Louis Bailey’s building.
The supposed harem for McKennah’s mistresses.
“Yeah, that’s the place. I’m turning three floors there into the best day care center in the country. The parents show they’re gainfully employed or looking for work and their kids stay for five bucks a day, everything included. Food, games, Montessori tutors, books…”
“And I suppose it was just a coincidence that the building next door burned down? It didn’t have anything to do with the Tower?”
McKennah’s temper flared again. “Listen, you may be a hotshot in Tinseltown but that’s slander! I’ll sue your goddamn ass! I have never in my life torched a building. You can check every one of my projects going back to day one. I’ll go through the list building by building with you.”
“What about the tunnel? You didn’t torch the building to put it in?”

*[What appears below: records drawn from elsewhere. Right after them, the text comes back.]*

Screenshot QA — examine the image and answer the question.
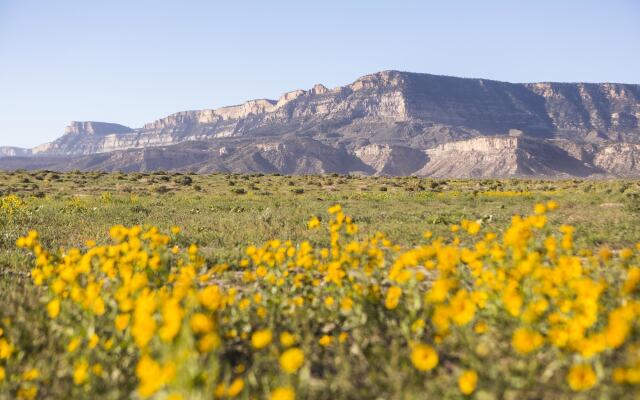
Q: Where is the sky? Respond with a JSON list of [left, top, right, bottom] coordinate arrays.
[[0, 0, 640, 147]]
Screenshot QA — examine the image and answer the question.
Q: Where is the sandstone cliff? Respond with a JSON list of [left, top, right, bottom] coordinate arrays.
[[0, 71, 640, 176]]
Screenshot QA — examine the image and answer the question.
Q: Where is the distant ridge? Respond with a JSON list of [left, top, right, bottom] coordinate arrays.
[[0, 71, 640, 177]]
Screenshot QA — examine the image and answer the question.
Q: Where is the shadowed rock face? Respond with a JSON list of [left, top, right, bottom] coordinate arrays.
[[0, 71, 640, 176]]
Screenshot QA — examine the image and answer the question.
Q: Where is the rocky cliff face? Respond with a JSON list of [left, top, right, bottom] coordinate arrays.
[[0, 71, 640, 176]]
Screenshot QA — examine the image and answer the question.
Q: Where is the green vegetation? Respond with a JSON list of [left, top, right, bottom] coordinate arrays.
[[0, 171, 640, 398]]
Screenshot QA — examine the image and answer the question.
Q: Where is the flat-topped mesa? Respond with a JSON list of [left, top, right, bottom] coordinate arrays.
[[64, 121, 133, 135], [348, 71, 410, 91], [276, 89, 306, 108]]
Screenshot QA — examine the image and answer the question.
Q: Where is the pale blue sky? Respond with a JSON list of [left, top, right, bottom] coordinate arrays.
[[0, 0, 640, 146]]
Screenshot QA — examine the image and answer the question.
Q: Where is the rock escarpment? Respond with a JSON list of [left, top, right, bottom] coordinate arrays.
[[0, 71, 640, 177]]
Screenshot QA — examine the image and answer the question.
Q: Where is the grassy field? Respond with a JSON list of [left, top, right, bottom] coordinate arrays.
[[0, 171, 640, 399]]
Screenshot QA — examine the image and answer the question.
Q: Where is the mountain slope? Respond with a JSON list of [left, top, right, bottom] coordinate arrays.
[[0, 71, 640, 176]]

McKennah frowned. “You know about the tunnel?”
“And I know about your deal with Jimmy Corcoran.”
The developer blinked in surprise. Then said, “Well, you sure as hell don’t know too much about it. The tunnel doesn’t go under the lot that burned. There’s a Con Ed substation under there. It jogs west. Under the day care center building – which I happen to own.”